Yazar 18:20 Deneme 103

Ihlamur

https://tr.pinterest.com/pin/775111785869220806/sent/?invite_code=af733a52ced74f54857595b46075798f&sender=775111923275438510&sfo=1

Küçük, eski model bir dizüstü bilgisayardan yazıyorum bu yazıyı.

Mayıs 2.

 Dünyanın bozulan dengesi yine de ılık bir bahar gününü yaşamamıza izin veriyor. Öyle sanıyorum ki huzura sıcak-serin akşamüstlerinde kavuşabilenler için  tüm hengamenin arasında dünyanın sunduğu küçük hediyelerdir bu bahar akşamları. Bu şehir,  biz basit insanları yalnız böyle zamanlarda soluklandırır. Bazen sardunyalı bir balkonda rahat bir sandalyede, bazen iş çıkış saatlerinin kendine has kokusunu içeren otobüslerdeki açık camdan gelen bir rüzgarda, bazen ermeni mezarlığının taş duvarlarına bakarak yürüdüğün zamanlarda kulağında çalan müzikte bulunabilir bu dinginlik.

Ah bir de,  gün batımlarının o buğulu bakışları… Sıcak bir ten, kokusunu sevdiğim bir nefes gibi tanıdık geliyor bana. Nasıl oluyor da bunca pisliğin içinde insan yine de kaybolan güneşe bakarak yaşamayı seviyor? Nasıl oluyor da her gün el ele verip çivilerini söktüğümüz bu dünya bize her akşam vadesi dolmuş tebessümleri yaşatıyor?

Hava güzel kokuyor bu akşam.  Bu kentin kenar mahallelerinde gürültü hiç bitmez. Küfürler, şarkılar, kavgalar ve kahkahalar. Yine nedendir bilmiyorum bahar akşamlarında bunlar bile güzel gelir, sesini duyamadığım kuş cıvıltılarının yerine koyduğumdandır belki. 

Ihlamur ağaçlarının kokusu gelecek yakında burnuma.  Sokağın sonunda bir tane var, ne şans! Buralar daha düzlükken, annem daha dünyanın yükünü sırtlanmamış bir çocuk olarak bu mahallede koşarken dikmişler belli ki bu ağacı. Kokusunu her duyduğumda annemi anımsıyorum, çocukluk resmini kafamda canlandırıp onu o ıhlamurun etrafında koşturuyorum.  Çok mutlu ediyorum onu, kahkahalara boğuyorum.

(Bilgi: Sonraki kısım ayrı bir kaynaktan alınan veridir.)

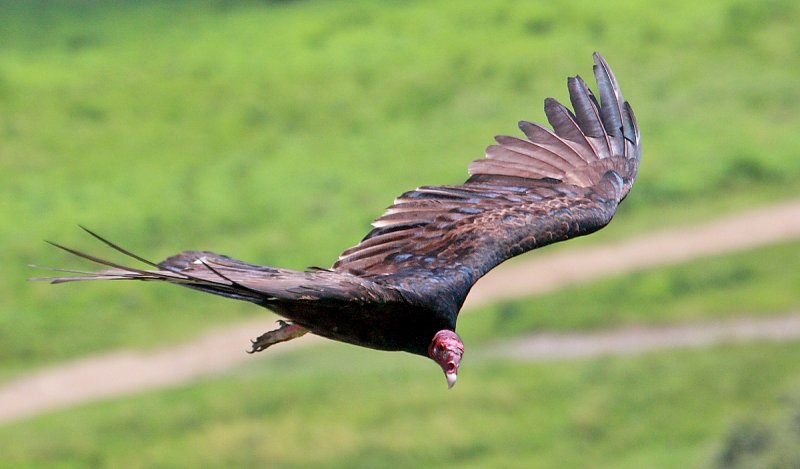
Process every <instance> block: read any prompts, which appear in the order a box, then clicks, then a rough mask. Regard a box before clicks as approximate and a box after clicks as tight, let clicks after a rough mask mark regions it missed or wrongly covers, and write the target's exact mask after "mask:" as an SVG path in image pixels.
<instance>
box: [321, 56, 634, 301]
mask: <svg viewBox="0 0 800 469" xmlns="http://www.w3.org/2000/svg"><path fill="white" fill-rule="evenodd" d="M594 61H595V65H594V75H595V78H596V80H597V85H598V88H599V95H600V100H599V101H598V100H597V99H596V98H595V96H594V95H593V94H592V92H591V91H590V90H589V87H588V86H587V84H586V82H584V80H583V79H581V78H580V77H571V78H569V79H568V81H567V83H568V87H569V94H570V100H571V102H572V106H573V108H574V112H573V111H571V110H570V109H568V108H567V107H565V106H564V105H562V104H561V103H559V102H558V101H556V100H555V99H552V98H548V99H546V100H545V113H546V115H547V119H548V121H549V122H550V124H551V125H552V127H553V130H554V131H550V130H549V129H547V128H545V127H543V126H541V125H538V124H534V123H530V122H521V123H520V128H521V129H522V131H523V132H524V133H525V135H526V136H527V139H522V138H517V137H508V136H500V137H496V140H497V144H496V145H492V146H490V147H489V148H487V150H486V158H484V159H481V160H477V161H475V162H473V163H472V164H471V165H470V166H469V172H470V174H471V177H470V178H469V179H468V180H467V181H466V182H465V183H464V184H461V185H458V186H426V187H420V188H418V189H416V190H413V191H410V192H406V193H405V194H403V195H401V196H400V197H399V198H397V199H396V200H395V202H394V204H393V205H392V206H390V207H389V208H388V209H387V211H386V213H384V215H383V216H381V217H380V218H378V219H377V220H375V222H374V223H373V227H374V229H373V230H372V231H370V232H369V233H368V234H367V236H366V237H365V238H364V239H363V240H362V241H361V242H360V243H359V244H358V245H356V246H355V247H352V248H350V249H348V250H346V251H345V252H343V253H342V254H341V256H340V257H339V260H338V261H337V262H336V263H335V264H334V266H333V268H334V269H335V270H337V271H340V272H350V273H353V274H355V275H359V276H361V277H364V278H369V279H371V280H373V281H375V282H378V283H383V284H387V285H392V286H394V287H396V288H399V289H402V290H404V291H407V292H413V293H414V294H416V295H418V296H419V297H421V298H429V299H431V300H433V299H436V300H437V303H442V302H445V303H448V304H453V305H456V306H457V307H460V305H461V304H462V303H463V301H464V299H465V298H466V295H467V293H468V292H469V289H470V288H471V286H472V285H473V284H474V282H476V281H477V280H478V278H480V277H481V276H482V275H483V274H485V273H486V272H488V271H489V270H490V269H492V268H493V267H495V266H496V265H498V264H499V263H501V262H503V261H504V260H506V259H508V258H510V257H512V256H515V255H518V254H521V253H523V252H526V251H529V250H531V249H535V248H537V247H541V246H544V245H547V244H550V243H554V242H557V241H562V240H566V239H569V238H572V237H576V236H581V235H585V234H589V233H591V232H594V231H596V230H598V229H600V228H602V227H603V226H605V225H606V224H607V223H608V222H609V221H611V218H612V216H613V215H614V213H615V211H616V209H617V206H618V204H619V203H620V201H622V200H623V199H624V198H625V196H626V195H627V194H628V191H629V190H630V188H631V186H632V184H633V182H634V180H635V178H636V173H637V170H638V165H639V160H640V157H641V146H640V136H639V129H638V126H637V124H636V119H635V117H634V114H633V110H632V109H631V107H630V106H629V105H628V103H627V102H626V101H625V99H624V98H623V96H622V92H621V91H620V89H619V86H618V84H617V80H616V78H615V77H614V75H613V73H612V72H611V69H610V68H609V66H608V64H607V63H606V61H605V60H604V59H603V58H602V57H601V56H600V55H599V54H597V53H595V54H594Z"/></svg>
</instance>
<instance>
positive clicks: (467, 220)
mask: <svg viewBox="0 0 800 469" xmlns="http://www.w3.org/2000/svg"><path fill="white" fill-rule="evenodd" d="M594 76H595V79H596V81H597V89H598V96H599V99H598V98H597V97H596V96H595V95H594V94H593V93H592V91H591V90H590V89H589V87H588V85H587V84H586V82H585V81H584V80H583V79H582V78H580V77H579V76H575V77H570V78H568V79H567V86H568V88H569V97H570V102H571V104H572V108H573V109H572V110H570V109H569V108H567V107H566V106H564V105H563V104H561V103H560V102H558V101H556V100H555V99H553V98H547V99H546V100H545V101H544V109H545V114H546V115H547V120H548V121H549V122H550V125H551V126H552V130H550V129H548V128H546V127H544V126H542V125H539V124H535V123H531V122H526V121H522V122H520V123H519V127H520V129H521V130H522V132H523V133H524V134H525V138H522V137H511V136H498V137H495V140H496V142H497V143H496V144H494V145H491V146H489V147H488V148H487V149H486V155H485V158H482V159H479V160H476V161H473V162H472V163H471V164H470V165H469V174H470V177H469V178H468V179H467V180H466V181H465V182H464V183H463V184H460V185H443V186H423V187H419V188H417V189H414V190H412V191H408V192H406V193H404V194H402V195H401V196H399V197H398V198H397V199H396V200H395V201H394V203H393V204H392V205H391V206H390V207H389V208H388V209H387V210H386V212H385V213H384V214H383V215H381V216H380V217H379V218H378V219H376V220H375V221H374V222H373V223H372V226H373V228H372V230H371V231H370V232H369V233H367V235H366V236H365V237H364V239H362V240H361V242H360V243H358V244H357V245H356V246H354V247H352V248H350V249H347V250H346V251H344V252H343V253H342V254H341V255H340V256H339V258H338V260H337V261H336V262H335V263H334V264H333V266H332V267H331V268H330V269H321V268H311V269H309V270H306V271H294V270H288V269H282V268H277V267H268V266H263V265H256V264H250V263H247V262H243V261H240V260H236V259H233V258H230V257H227V256H223V255H220V254H215V253H213V252H208V251H184V252H181V253H180V254H177V255H175V256H172V257H170V258H168V259H166V260H164V261H162V262H159V263H155V262H151V261H149V260H147V259H145V258H143V257H141V256H138V255H136V254H134V253H132V252H130V251H128V250H126V249H124V248H122V247H120V246H118V245H116V244H114V243H112V242H110V241H108V240H106V239H105V238H102V237H101V236H99V235H97V234H96V233H94V232H92V231H90V230H88V229H86V228H84V229H85V230H86V231H87V232H88V233H89V234H91V235H92V236H94V237H95V238H97V239H98V240H100V241H102V242H103V243H105V244H106V245H108V246H110V247H111V248H113V249H115V250H117V251H119V252H121V253H122V254H124V255H126V256H128V257H130V258H132V259H134V260H136V261H138V262H141V263H143V264H144V266H143V267H141V268H138V267H130V266H127V265H123V264H119V263H116V262H112V261H108V260H105V259H102V258H99V257H96V256H93V255H90V254H86V253H83V252H80V251H77V250H75V249H71V248H68V247H64V246H61V245H58V244H55V243H51V244H54V245H55V246H57V247H59V248H61V249H64V250H65V251H68V252H70V253H72V254H75V255H77V256H80V257H83V258H85V259H88V260H90V261H93V262H95V263H97V264H102V265H104V266H106V267H107V269H105V270H100V271H96V272H86V271H79V270H70V269H55V270H58V271H62V272H66V273H68V274H69V275H66V276H59V277H52V278H48V279H47V280H50V281H51V282H52V283H64V282H73V281H79V280H141V281H158V282H167V283H173V284H177V285H183V286H185V287H189V288H192V289H195V290H200V291H204V292H207V293H213V294H215V295H221V296H224V297H227V298H233V299H237V300H245V301H249V302H252V303H255V304H257V305H260V306H263V307H265V308H267V309H269V310H272V311H273V312H275V313H277V314H278V315H279V316H281V317H282V318H284V319H285V320H280V321H279V322H278V323H279V327H278V328H277V329H275V330H271V331H268V332H266V333H264V334H262V335H261V336H259V337H258V338H256V339H255V340H253V341H252V346H251V349H250V352H251V353H252V352H260V351H262V350H264V349H266V348H267V347H270V346H271V345H274V344H276V343H279V342H284V341H287V340H291V339H294V338H297V337H300V336H302V335H304V334H306V333H308V332H311V333H313V334H316V335H319V336H323V337H327V338H329V339H333V340H338V341H341V342H347V343H350V344H355V345H360V346H362V347H369V348H372V349H378V350H390V351H405V352H410V353H412V354H417V355H422V356H425V357H429V358H430V359H432V360H433V361H435V362H436V363H437V364H438V365H439V366H440V367H441V368H442V370H443V371H444V374H445V377H446V379H447V384H448V387H452V386H453V385H454V384H455V382H456V379H457V377H458V369H459V366H460V364H461V359H462V356H463V354H464V344H463V342H462V341H461V338H460V337H459V336H458V334H456V321H457V319H458V313H459V310H460V309H461V306H462V305H463V303H464V300H465V299H466V297H467V294H468V293H469V291H470V289H471V288H472V286H473V285H474V284H475V282H477V281H478V279H480V278H481V276H483V275H484V274H486V273H487V272H488V271H489V270H491V269H492V268H494V267H495V266H497V265H498V264H500V263H501V262H503V261H505V260H506V259H509V258H511V257H513V256H516V255H519V254H522V253H524V252H526V251H530V250H532V249H536V248H539V247H542V246H545V245H548V244H551V243H555V242H558V241H564V240H567V239H570V238H574V237H577V236H582V235H587V234H589V233H592V232H595V231H597V230H599V229H600V228H603V227H604V226H605V225H607V224H608V223H609V222H610V221H611V218H612V217H613V216H614V213H615V212H616V210H617V207H618V206H619V204H620V202H621V201H622V200H623V199H624V198H625V197H626V196H627V195H628V192H629V191H630V189H631V186H632V185H633V182H634V180H635V179H636V174H637V170H638V167H639V160H640V158H641V144H640V135H639V128H638V125H637V123H636V118H635V117H634V114H633V110H632V109H631V107H630V105H629V104H628V103H627V101H625V99H624V98H623V96H622V92H621V91H620V89H619V86H618V84H617V80H616V78H615V77H614V74H613V73H612V71H611V69H610V68H609V66H608V64H607V63H606V61H605V60H604V59H603V57H602V56H600V54H598V53H595V54H594Z"/></svg>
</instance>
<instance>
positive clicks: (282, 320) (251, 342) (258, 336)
mask: <svg viewBox="0 0 800 469" xmlns="http://www.w3.org/2000/svg"><path fill="white" fill-rule="evenodd" d="M277 322H278V326H279V327H278V329H275V330H272V331H268V332H265V333H263V334H261V335H260V336H258V337H257V338H255V339H251V340H250V344H251V347H250V350H247V353H250V354H253V353H256V352H261V351H263V350H265V349H267V348H268V347H270V346H272V345H275V344H277V343H280V342H286V341H287V340H292V339H296V338H297V337H301V336H303V335H305V334H306V333H307V332H308V329H306V328H304V327H303V326H300V325H297V324H294V323H291V322H288V321H284V320H282V319H278V321H277Z"/></svg>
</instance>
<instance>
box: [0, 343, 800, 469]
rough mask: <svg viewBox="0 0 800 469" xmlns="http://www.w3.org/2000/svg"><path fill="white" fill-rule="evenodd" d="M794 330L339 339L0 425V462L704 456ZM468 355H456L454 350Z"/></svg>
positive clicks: (647, 457) (663, 459)
mask: <svg viewBox="0 0 800 469" xmlns="http://www.w3.org/2000/svg"><path fill="white" fill-rule="evenodd" d="M798 360H800V345H798V344H787V345H749V346H742V347H721V348H715V349H712V350H707V351H703V352H697V351H682V352H670V353H657V354H648V355H645V356H640V357H635V358H602V359H594V360H588V361H576V362H555V363H544V364H543V363H519V362H508V361H506V360H497V359H495V360H489V359H487V358H485V357H481V356H480V354H479V353H472V354H471V355H469V361H468V366H465V367H464V369H463V370H462V373H461V375H462V376H461V377H460V380H459V381H460V382H459V384H458V385H457V386H456V388H454V390H452V391H448V390H447V389H446V386H445V383H444V380H443V377H442V376H441V372H440V371H438V370H435V369H434V368H435V367H432V366H430V365H429V364H428V363H423V362H422V360H419V361H411V360H407V359H404V357H402V356H400V355H394V356H392V355H390V354H383V355H379V354H364V353H363V351H361V350H358V349H356V348H354V347H348V346H344V345H331V346H326V347H322V348H318V349H316V350H313V351H311V350H307V351H304V352H302V353H299V354H293V355H292V356H291V357H282V358H281V359H280V360H276V359H271V360H270V359H268V360H264V361H259V362H258V363H255V362H254V364H253V365H252V366H250V367H248V368H246V369H244V370H239V371H237V372H235V373H231V374H227V375H225V376H222V377H220V378H215V379H212V380H209V381H207V382H204V383H200V384H196V385H192V386H187V387H184V388H181V389H175V390H170V391H165V392H159V393H150V394H145V395H141V396H137V397H134V398H130V399H125V400H119V401H112V402H104V403H96V404H92V405H90V406H86V407H82V408H78V409H73V410H69V411H64V412H58V413H56V414H52V415H48V416H45V417H40V418H36V419H33V420H30V421H27V422H23V423H18V424H13V425H10V426H6V427H3V428H0V451H1V452H2V454H3V461H2V462H0V466H3V467H15V468H19V467H65V468H68V467H87V466H90V467H114V468H118V467H119V468H138V467H198V466H201V467H263V466H269V467H281V468H283V467H286V468H292V467H298V468H299V467H333V468H345V467H374V468H382V467H398V465H399V466H403V467H431V466H433V465H448V466H450V465H457V466H459V467H476V468H477V467H486V468H490V467H533V468H560V467H597V468H615V469H619V468H640V467H649V468H675V467H708V466H710V465H711V464H710V463H711V462H712V461H714V460H715V459H716V457H717V456H716V455H717V454H718V453H719V452H720V448H721V447H722V440H723V435H724V434H725V433H726V431H727V428H728V426H729V425H731V423H732V422H739V421H741V419H742V418H744V417H746V416H749V415H752V414H756V415H761V416H765V415H770V414H775V413H777V412H780V411H781V410H783V404H782V399H783V398H784V397H786V396H787V395H791V394H793V393H795V392H796V391H797V386H798V383H799V382H800V375H798V373H797V367H796V366H795V364H796V363H797V361H798ZM465 365H466V363H465Z"/></svg>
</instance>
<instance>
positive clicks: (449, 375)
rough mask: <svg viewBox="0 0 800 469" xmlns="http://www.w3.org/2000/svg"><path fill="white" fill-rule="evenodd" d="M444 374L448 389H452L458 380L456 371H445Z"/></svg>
mask: <svg viewBox="0 0 800 469" xmlns="http://www.w3.org/2000/svg"><path fill="white" fill-rule="evenodd" d="M444 376H445V377H446V378H447V389H452V388H453V386H455V385H456V380H458V375H457V374H455V373H445V374H444Z"/></svg>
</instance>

Ah Gülizar, biraz daha gül hadi. Çok ağlayacaksın yılların patikasında.

İnsanın içindeki yaraları deşiyor bu dinginlik. Ezan başladı. Boğuk megafon sesi, özensizce tekrarlanan Arapça sözcükler.  Bacak bacak üzerine atarak oturuyorum. Babaannem olsa kızardı. Saygısızlıkla suçlanırdım. ‘’Babaanne be, bırak Allah aşkına.’’

Son sigaramı yaktım. Zift gibi yapıştı ağzıma bu meret yıllardır. Kendimi oyalıyorum her nefeste, çayı da onsuz içemiyorum. Tam bir budalalık! Bakma, melankolik bir havası var, onu seviyorum. Bu huzurlu akşamlara daha bir yakışıyor melankoli. Bir de o çok sevdiğim kutlamayı açıyorum yanına. ‘’Memleketime çoktan bahar gelmiştir.’’ Babam işlerini bitirmiş, sert adıyamanından bir nefes çekiyordur şimdi mutlaka. Annem de en sevdiği dizinin karşısında uyuklamaktadır. Ben, burada, bu küçük balkonda onları izliyorum.

Sokağın sonundaki ıhlamurun kokusunu bekliyorum, çayımın son bardağını yudumluyorum, rüzgarın beni üşütmesini istiyorum, yüreğimin sözcüklerini tüketiyorum. Başka ne ister insan, daha fazlası ne işine yarar?